Over seven weeks, a total of 13 patients were found with XDR-Acinetobacter, 11 of which ultimately were determined by molecular analysis to be genetically identical. Most of these patients, says Ms. Wallace, were not actively infected but colonized.

“Every single patient in both units was placed in contact precautions,” she notes, whether or not they were colonized. And because the bacteria can survive on surfaces for months, “cleaning absolutely was part of the control effort.” Regular hospital-grade disinfectants kill XDR-Acinetobacter, so no special cleaning supplies were required “just very thorough, meticulous cleaning.

That included all common areas, such as nursing stations and medication rooms. When critical care rooms were empty, the physical plant department removed the air ducts and cleaned them.

One environmental culture taken from a return air vent was found to be positive for the strain common to most of these patients. But while Ms. Wallace says the hospital assumes the strain was brought in by a patient found to be colonized on admission, the infection control team was never able to definitively determine where it came from.

The ability to cohort patients
As more colonized patients were identified, Ms. Wallace says, “we tried to cohort the affected patients so we didn’t have providers crossing from them to patients who didn’t have XDR-Acinetobacter.” That was possible because the hospital opened a wing over the course of one weekend as a special telemetry-capable unit.

Ms. Wallace admits that the cohorting effort was the most difficult of all the interventions. “The number of patients that we had at any given time would fluctuate, or the patients would improve and they wouldn’t need the intensive level of care,” she points out. That made it a challenge to maintain the appropriate ratio of nurses to patients.

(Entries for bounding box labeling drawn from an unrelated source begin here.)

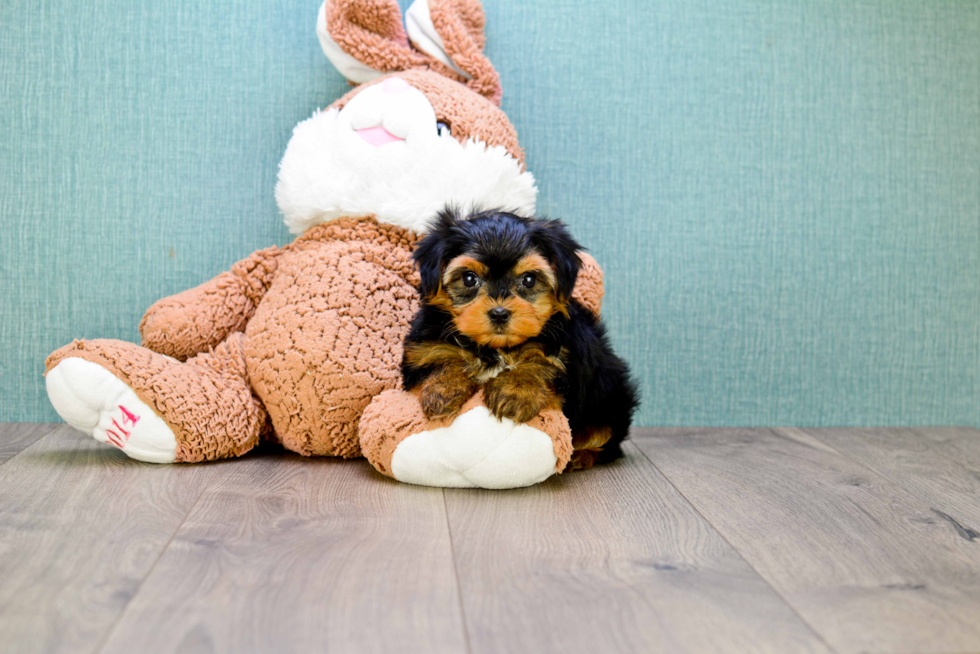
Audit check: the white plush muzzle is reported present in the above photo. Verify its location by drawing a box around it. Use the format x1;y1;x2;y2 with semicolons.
276;76;537;234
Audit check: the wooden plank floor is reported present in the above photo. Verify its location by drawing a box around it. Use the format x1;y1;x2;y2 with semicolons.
0;424;980;654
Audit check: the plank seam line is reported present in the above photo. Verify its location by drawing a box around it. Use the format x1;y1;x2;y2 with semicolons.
630;443;839;652
92;476;209;652
801;429;973;540
441;488;473;654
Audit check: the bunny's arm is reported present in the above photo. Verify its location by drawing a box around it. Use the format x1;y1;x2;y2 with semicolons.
572;252;605;316
140;247;281;361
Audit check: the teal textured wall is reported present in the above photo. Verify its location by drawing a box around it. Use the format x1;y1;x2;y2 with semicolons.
0;0;980;426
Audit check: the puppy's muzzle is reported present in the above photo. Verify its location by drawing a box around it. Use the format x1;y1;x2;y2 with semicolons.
487;307;510;327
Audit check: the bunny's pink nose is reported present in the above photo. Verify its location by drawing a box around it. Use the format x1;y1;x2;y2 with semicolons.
381;77;409;93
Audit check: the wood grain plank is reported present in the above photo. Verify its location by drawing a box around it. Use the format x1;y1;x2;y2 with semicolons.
803;427;980;538
104;453;466;654
912;427;980;474
446;445;828;654
0;425;222;652
0;422;60;465
636;429;980;652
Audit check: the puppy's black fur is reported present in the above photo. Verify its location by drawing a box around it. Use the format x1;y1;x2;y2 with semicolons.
402;208;638;468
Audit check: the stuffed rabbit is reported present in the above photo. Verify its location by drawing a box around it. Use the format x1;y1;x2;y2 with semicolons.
46;0;602;488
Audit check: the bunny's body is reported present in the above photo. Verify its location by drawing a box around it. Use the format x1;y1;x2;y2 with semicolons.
47;0;602;487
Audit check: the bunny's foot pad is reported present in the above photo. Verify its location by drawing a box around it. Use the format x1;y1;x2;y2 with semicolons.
45;357;177;463
360;390;572;489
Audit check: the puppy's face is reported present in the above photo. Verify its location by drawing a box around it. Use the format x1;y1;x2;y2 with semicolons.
433;251;565;348
416;212;579;348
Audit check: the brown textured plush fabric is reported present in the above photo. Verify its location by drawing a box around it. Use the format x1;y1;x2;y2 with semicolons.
328;70;524;167
140;248;279;361
245;219;418;457
326;0;503;105
359;390;572;478
572;252;606;317
428;0;503;105
45;332;266;462
326;0;429;73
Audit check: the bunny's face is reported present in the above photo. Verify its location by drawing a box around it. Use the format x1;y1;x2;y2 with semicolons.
276;0;537;233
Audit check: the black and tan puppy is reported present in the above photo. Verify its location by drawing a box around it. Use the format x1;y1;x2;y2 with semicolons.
402;209;637;468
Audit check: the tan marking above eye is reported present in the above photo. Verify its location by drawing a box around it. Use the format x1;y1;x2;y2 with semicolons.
513;252;555;287
442;254;488;285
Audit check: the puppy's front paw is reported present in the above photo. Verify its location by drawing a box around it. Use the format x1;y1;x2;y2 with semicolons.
419;380;473;420
483;374;549;422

Still, she credits cohorting with helping to bring the outbreak under control, along with the contact precautions, hand-hygiene reminders, surveillance culturing and more frequent rounding by an infection control expert on units with infected patients.

As for the contact precautions, Ms. Wallace says, “that is a burden on health care workers, and we tried to be a sounding board for them sometimes.” The hospital’s extensive educational efforts for staff included a fact sheet that nurses could use to both educate themselves and families.

It was also important, she adds, for hospital workers and the community to understand that while the bacteria prey on debilitated patients, particularly those with invasive devices, staff and family members weren’t at significant risk, as long as they followed precautions, including hand hygiene.

The majority of patients who became infected, Ms. Wallace says, were adequately treated and discharged. While a small minority of affected patients died, those deaths “after extensive investigation “were deemed to be due to patients’ underlying critical conditions, not to XDR-Acinetobacter.

After seven weeks of the hospital’s multi-pronged attack, no additional cases were identified. The lab continued biweekly surveillance checks for two more weeks. Only when those checks all came back negative, says Ms. Wallace, were contact precautions lifted.

Deborah Gesensway is a freelance writer who reports on U.S. health care from Toronto.